Wie denkst du über das aktuelle politische Geschehen in Deutschland? Hast du Zukunftsängste angesichts des planlosen Kurses der Regierung?

"Planlos" ist in Bezug auf die schwarz-gelbe Koalition eigentlich der falsche Begriff: Die haben sehr wohl einen Plan - und der besteht in ihrer Klientel-Politik, mit der die jeweiligen Lobbyisten und Parteifreunde zufrieden gestellt werden. Da verbrät man seit der Einführung von Hartz IV über 50 Milliarden Euro an Steuergeldern für Lohnsubventionen, anstatt den schon längst überfälligen gesetzlichen Mindestlohn (den es übrigens außer in Deutschland und Zypern in jedem anderen EU-Mitgliedsland gibt!) einzuführen; da wird trotz Jugendarbeitslosigkeit und trotz des Umstands, dass immer mehr Arbeitnehmer aus gesundheitlichen Gründen vorzeitig in den Ruhestand gehen müssen, allen Ernstes ein Renteneintrittsalter von 70 Jahren in Erwägung gezogen; im Bildungsbereich und in der Jugendarbeit werden trotz Jugendkriminalität und Perspektivlosigkeit Einsparungen vorgenommen, anstatt gerade in diesen Bereich in die Zukunft der Jugendlichen zu investieren; und obwohl 1 Prozent der Bevölkerung über 60 Prozent des gesamtdeutschen Vermögens besitzt und die Vermögensschere immer weiter auseinanderklafft, wird keine Erhöhung der Vermögenssteuer eingeführt; darüber hinaus pflegt man im Namen der Wirtschaftsbeziehungen beste Kontakte mit Staaten wie Iran oder China, obwohl diese die Menschenrechte mit Füßen treten; anstatt in alternative Energien oder biologische Landwirtschaft zu investieren, werden tierquälerische Massentierhaltungsbetriebe und Energieversorgungskonzerne subventioniert; anstatt ein vernünftiges und bezahlbares Gesundheitssystem auf die Beine zu stellen, wird lediglich der Arbeitgeberanteil zum Krankenkassenbeitrag eingefroren und die Mehrkosten allein auf die Arbeitnehmer abgeschoben; statt endlich wirksame Maßnahmen gegen die bevorstehende Klimakatastrophe einzuleiten, einigt man sich auf unverbindliche Absichtserklärungen- und diese Aufzählung ließe sich noch stundenlang weiterführen!
Nein, diese Regierung ist nicht planlos - ihr Plan besteht lediglich darin, stets die eigenen Schäfchen ins Trockene zu bringen, sich und den eigenen Parteifreunden die Taschen zu füllen und dabei auf die Ignoranz und Dummheit des Wählers zu vertrauen, der anscheinend noch längst nicht bereit ist, die Konsequenzen aus dieser groß angelegten Verarschung zu ziehen.
Es ist allerhöchste Zeit, sich mal wieder mit den Schriften von Karl Marx, Rosa Luxemburg und Friedrich Engels zu beschäftigen!

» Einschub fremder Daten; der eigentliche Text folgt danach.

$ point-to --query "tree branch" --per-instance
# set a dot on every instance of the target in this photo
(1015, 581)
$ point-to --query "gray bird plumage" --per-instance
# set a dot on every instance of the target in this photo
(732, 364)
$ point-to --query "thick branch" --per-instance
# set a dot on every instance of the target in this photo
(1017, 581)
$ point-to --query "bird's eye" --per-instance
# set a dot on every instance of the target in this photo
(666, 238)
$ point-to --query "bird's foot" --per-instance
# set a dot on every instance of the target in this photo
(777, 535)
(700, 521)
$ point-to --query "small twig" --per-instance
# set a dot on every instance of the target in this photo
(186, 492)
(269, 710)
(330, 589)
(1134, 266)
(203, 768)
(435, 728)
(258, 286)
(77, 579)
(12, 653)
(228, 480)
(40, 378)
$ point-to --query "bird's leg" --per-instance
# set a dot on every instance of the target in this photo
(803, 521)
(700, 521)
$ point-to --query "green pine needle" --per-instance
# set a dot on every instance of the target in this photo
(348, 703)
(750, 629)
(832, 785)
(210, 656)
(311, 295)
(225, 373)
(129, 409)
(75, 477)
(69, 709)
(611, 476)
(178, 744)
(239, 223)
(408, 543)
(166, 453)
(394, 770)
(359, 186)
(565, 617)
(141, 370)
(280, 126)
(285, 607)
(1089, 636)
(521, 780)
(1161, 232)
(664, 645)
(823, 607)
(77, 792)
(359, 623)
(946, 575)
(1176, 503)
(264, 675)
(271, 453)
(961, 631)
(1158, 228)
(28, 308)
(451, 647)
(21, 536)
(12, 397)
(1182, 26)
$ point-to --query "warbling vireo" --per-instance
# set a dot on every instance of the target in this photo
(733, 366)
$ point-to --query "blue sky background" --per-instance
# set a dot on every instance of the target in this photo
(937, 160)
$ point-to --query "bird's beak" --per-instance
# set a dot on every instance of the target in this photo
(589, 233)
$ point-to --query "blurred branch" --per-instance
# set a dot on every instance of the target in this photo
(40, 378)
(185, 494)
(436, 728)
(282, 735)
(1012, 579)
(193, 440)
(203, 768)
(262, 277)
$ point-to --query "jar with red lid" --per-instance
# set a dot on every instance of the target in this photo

Wird es irgendwann in der Zukunft wieder die Möglichkeit geben, Antichrisis, in welcher Form auch immer, live zu erleben?

Beim derzeitigen Stand der Dinge leider nein: Als Duo könnten wir die Musik von Antichrisis live nur unter Zuhilfenahme von Playbacks umsetzen - und das wäre nicht unbedingt im Sinne des Erfinders. Aber Ayuma und ich spielen unsere Songs genau so gerne unplugged - möglicherweise wird sich in dieser Hinsicht irgendwann einmal etwas realisieren lassen - doch das steht momentan noch in den Sternen.


Sid, vielen Dank, dass Du Dir Zeit für ein Interview genommen hast.